Do not retry 400 bad_request, 401 unauthorized, 402 credits_exhausted, 403 forbidden_url, or 404 not_found. These are caller-side or logical errors — retrying changes nothing and just delays the failure surface.
Concurrency, not just throughput
A 25-second deadline means that a workspace running 10 concurrent fetches can sustain ~24 requests/minute per concurrency slot. The throughput ceiling is usually concurrency × turnaround, not the rate-limit number.
For high-volume workloads:
- Bound your own concurrency. A worker pool with a hard cap (e.g. 20 in-flight requests) is more predictable than firing everything at once and reacting to
429. - Prefer batching primitives. A single
/gyrewithmaxPages: 50is one HTTP connection and one billed call (per the gyre schedule); 50 individual/fetchcalls is 50 round-trips and 50 chances to hit the deadline. - Use
/mapwhen you only need URLs. It's a single 1-credit call and almost never times out.
Idempotency
All /api/v1/* endpoints are idempotent — retrying the same request produces the same effect on Gyrence's side (no state change beyond the usage event). Safe to retry on transient failures without extra deduplication.

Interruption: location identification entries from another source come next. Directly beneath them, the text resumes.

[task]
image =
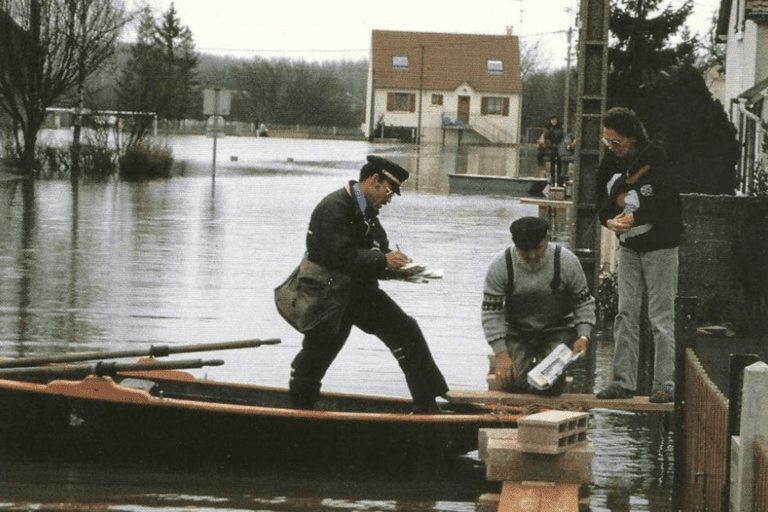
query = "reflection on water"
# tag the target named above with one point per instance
(125, 265)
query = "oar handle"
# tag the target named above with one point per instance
(165, 350)
(153, 351)
(100, 369)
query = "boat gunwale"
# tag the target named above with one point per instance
(128, 395)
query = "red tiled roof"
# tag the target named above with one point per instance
(756, 8)
(449, 61)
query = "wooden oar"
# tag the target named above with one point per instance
(101, 369)
(153, 351)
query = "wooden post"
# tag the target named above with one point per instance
(539, 496)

The one thing retries don't reverse is what was billed. If a request succeeded on attempt 1 but the response was lost in the network, the retry on attempt 2 will succeed (and bill) again. In practice this is rare — server-side timeouts are very different from client-side connection failures — but worth knowing.
MCP traffic at /api/mcp shares the same per-workspace rate-limit bucket and the same 25-second deadline as HTTP. Picking MCP doesn't relax (or tighten) any limit.
Raising your limits
If your workload genuinely needs more than the default rate (and the credit pool to back it), contact us. Limit increases are tied to plan, not pay-as-you-go.
Running out of credits returns 402 credits_exhausted — your workspace can't make any billable call, regardless of rate. Running into the rate limit returns 429 rate_limited — your workspace is making calls faster than allowed, even if the credit balance is healthy. Different problems, different remedies.